According to Sanders, more than 100 local communities across 12 US states have already passed their own data centre moratoriums. The bill is unlikely to clear Congress, but anti-AI sentiment has crossed from tech commentary into populist politics.

The second strand is creative work. An analysis of 180 million job postings found computer graphic artists saw a 33% drop in listings in 2025, on top of a 12% fall in 2024. Photography and writing roles each fell 28%. Cornell research found freelance demand dropped 20 to 50% for AI-substitutable skills.

The third strand is the bubble narrative. An MIT Media Lab report found 95% of organisations were getting zero return on their generative AI spend. A National Bureau of Economic Research study published in February 2026 reported that 90% of firms saw no impact of AI on workplace productivity.

How bad could this really get

In March 2026, Anthropic published a study of AI's actual impact on the labour market. Their researchers found that in fields like business, finance, computer science and law, AI can in theory cover more than 80% of tasks. Real adoption sits well below that.

There has been no systematic rise in unemployment among workers in AI-exposed jobs since ChatGPT launched in late 2022. One early signal stands out though. Hiring rates for workers aged 22 to 25 in exposed occupations have dropped by around 14% compared with 2022.

Young workers are not being pushed out. The door is creaking shut. Because they never held those jobs in the first place, the loss does not show up in unemployment figures.

The Anthropic researchers named a scenario worth taking seriously: a Great Recession for white-collar workers. During the 2007 to 2009 financial crisis, US unemployment doubled from 5% to 10%. A comparable doubling has not happened in AI-exposed work, but their analysis suggests it could.

The handloom weavers offer a cautionary parallel. Their wages fell from 21 shillings a week in 1802 to under 9 shillings by 1817. If AI follows a similar pattern of gradual wage pressure rather than dramatic layoffs, the pain will accumulate long before it reaches headline unemployment.

What history suggests

There is a reasonable case that some of the disruption is self-inflicted. Harvard Business Review reported in early 2026 that companies were laying off workers in anticipation of AI's impact rather than because AI was performing the work. The losses were real, but driven by expectation rather than demonstrated capability.
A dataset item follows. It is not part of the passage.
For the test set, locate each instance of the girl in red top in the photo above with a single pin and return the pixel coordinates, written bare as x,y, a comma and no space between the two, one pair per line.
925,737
Researchers also disagree on what is happening. A Washington Post analysis in March 2026 noted that one Stanford study found AI was bleeding jobs from young workers in exposed roles, while research from the Economic Innovation Group concluded the opposite. The experts cannot agree, which suggests the picture is genuinely unsettled.

History points to a more manageable outcome. Technology has rarely produced the kind of sustained mass unemployment that critics fear. The working week has shortened over time, younger people spend more years in education, and entirely new industries appear that would have been unimaginable a generation earlier.

The Luddites were right that machines would destroy their specific livelihoods. They were wrong that stopping the machines was possible or good for society overall. From the mid 19th century living standards soared. But that long-run gain was cold comfort to the weavers whose wages halved in their own lifetimes. This lack of immediate productivity upside was labelled the Engels Pause.

The question for our generation is whether we repeat the Engels Pause, with decades of rising productivity captured by capital while workers absorb the disruption, or whether we manage the transition before it reaches breaking point. If unemployment suddenly rises to double digit %, then there really will be a rage against the machine.